One Quinnipiac student, in only five years, already knows what it is like to be a play-by-play sports commentator, work for an elite news association and meet Alonzo Mourning and Shaquille O’Neil.
Meeting Shaq was somewhat accidental. Twenty-year-old sophomore, Max Winitz, a broadcast journalism major, used his common sense and good luck to allow the NBC-owned station WTVJ in Miami to be the first to capture the basketball star on tape during his first-ever trip to South Florida last year.
Ever since he was a child, Winitz knew that he wanted to work in sports.
“I used to play the Roger Clemens baseball video game when I was a kid and act out the play-by-play,” he said.
Fast forward to when Winitz first began putting his talent and aspirations to good use in a television production class offered at his high school, Gulliver Prep, in Miami.

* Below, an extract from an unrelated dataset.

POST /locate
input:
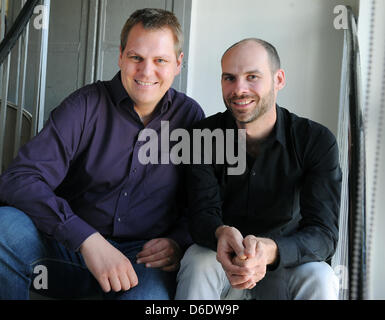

“Senior year was my big year,” Winitz said, who loves fishing and is a lifelong Marlins fan.
It was during this year that he went from being behind the scenes to in front of the camera as the school station’s morning sports anchor. His performances won him accolades from teachers and repeated invitations to be the master of ceremonies for sports banquets and to do commentaries for the school’s football games.
It also earned him an internship at one of the most prestigious news stations in his area.
“I called up Tony Segreto, who is a big newscaster in Miami,” Winitz said. “He suggested I apply for an internship, which I did.”
He won the summer job, during which he worked at the station’s news desk.
“The news desk is where all the breaking stories come in,” he said. “I answered phones, did paperwork and shadowed reporters.”
Little did he know that the high point in his time with the station was yet to come.”One highlight was when I got to meet Alonzo Mourning of the Miami Heat while shadowing a reporter,” he said.
Winitz said that Mourning was surprisingly down-to-earth.
“He was a really nice guy,” he said. “He signed autographs and is really down to earth.”
Later, he would be involved with yet another major sports figure.
“It was Shaq’s first time coming to South Florida and every news station wanted the first shot of him,” Winitz said. “NBC had picked up the location of his car on the helicopter, but Shaq was nowhere to be found.”
That is, until, Winitz realized exactly where the Miami Heat all-star was getting a check-up.
“I was watching on TV as they scanned the buildings surrounding his car,” he said. “I recognized my family doctor’s office, who is also a physician to the Heat, so I called them up and told them that he was there getting a stress test or a physical or something. And, of course, he was.”
When news of Shaq’s location reached the station, it interrupted regularly scheduled programming to go live on location.
“They caught him walking out of the office,” he said, “and ended up being the first station to broadcast his appearance. I didn’t get a lot of credit for it, but it was pretty cool.”
Although Winitz has no plans of returning to the station this summer, he is continuing to gain experience in the field. At Quinnipiac he was the chief political consultant for the university’s cable news channel, Q30, during the presidential election. He has since left Q30. His continuing dream is to someday become a news anchor.
“I could end up in Omaha, Neb.,” he said, “but I’m very confident that I can achieve that goal. I’m a lot like Ron Burgundy from ‘Anchorman.’ It’s my all time favorite movie because I can relate to it.”
He is also used to the publicity.
The walls of Winitz’s room are covered with framed articles from newspapers about his efforts and even one from QU Daily highlighting his experience meeting Alonzo Mourning.
For now, Winitz is on a self-proclaimed “hiatus” from broadcasting and is just enjoying his college experience. But he still hopes to one day become as famous as his role model, Tom Brokaw.” Tom Brokaw is and always will be my idol when it comes to this business,” he said.